KHALIL GIBRAN - VON DER FREIHEIT
Freiheit
Und ein Redner sagte: Sprich uns von der Freiheit.
Und er antwortete:
Am Stadttor und an eurem Herd habe ich gesehen, wie ihr euch niederwerft
und eure Freiheit anbetet, wie Skla., die sich vor einem Tyrannen erniedrigen
und ihn preisen, obwohl er sie erschlägt.
Ja, im Tempelhain und im Schatten der Zitadelle
habe ich die Freiesten unter euch
ihre Freiheit wie ein Joch und eine Fessel tragen sehen.
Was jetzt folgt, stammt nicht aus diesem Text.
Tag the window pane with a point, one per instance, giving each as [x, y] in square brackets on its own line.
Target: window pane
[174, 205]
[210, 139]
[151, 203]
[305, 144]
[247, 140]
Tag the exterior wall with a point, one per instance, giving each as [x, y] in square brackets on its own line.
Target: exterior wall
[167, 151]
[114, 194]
Und mir blutete das Herz, denn ihr könnt nur frei sein,
wenn euch euer Freiheitsdrang selbst zügelt,
und wenn ihr aufhört, von Freiheit als Ziel und Erfüllung zu reden.
Nicht, wenn eure Tage ohne Sorge und eure Nächte frei von Not und Kummer sind,
werdet ihr wirklich frei sein, sondern erst dann,
wenn Sorge, Not und Kummer euer Leben umklammern,
und ihr euch dennoch frei und ungebunden über sie erhebt.
Und wie wollt ihr euch über eure Tage und Nächte erheben,
wenn ihr nicht die Ketten sprengt,
die ihr im ersten Unverstand eurem jetzigen Leben angelegt habt?
In Wahrheit ist das, was ihr Freiheit nennt, die stärkste dieser Ketten,
wenn auch ihre Glieder in der Sonne glitzern und euch blenden.
Und was sonst als Teile eures Ichs wollt ihr verwerfen,
um frei zu werden?
Wenn es ein ungerechtes Gesetz ist, das ihr abschaffen wollt,
dann habt ihr es mit eigener Hand auf die Stirn geschrieben.
Ihr könnt es nicht tilgen, indem ihr eure Gesetzbücher verbrennt,
oder es von den Stirnen eurer Richter spült,
selbst wenn ihr das Meer auf sie schüttet.
Und ist es ein Despot, den ihr vom Thron stürzen wollt,
dann zertrümmert zuerst seinen Thron, den ihr in euch errichtet habt.
Denn wie kann ein Tyrann die Freien und Stolzen regieren,
so sie nicht ihre eigene Freiheit tyrannisieren und sich ihres eigenen Stolzes schämen?
Und wollt ihr einen Kummer vertreiben,
dann eher den, der von euch kommt als den euch auferlegten.
Und ist es eine Furcht, die ihr verbannen wollt,
dann eher jene, die in eurem Herzen ist und nicht in der Hand des Gefürchteten.
Wahrlich, all dies umschlingt sich ständig in euch,
das Ersehnte und das Gefürchtete, das Abstoßende und das hoch Geschätzte,
das was ihr erstreben und das, was ihr meiden wollt.
All das regt sich in euch wie Licht und Schatten,
die wie ein Paar einander verbunden sind.
Und wenn der Schatten weicht,
dann wird das Restlicht Schatten eines anderen Lichts.
Und so wird eure Freiheit ohne Banden selbst zur Fessel einer größeren Freiheit.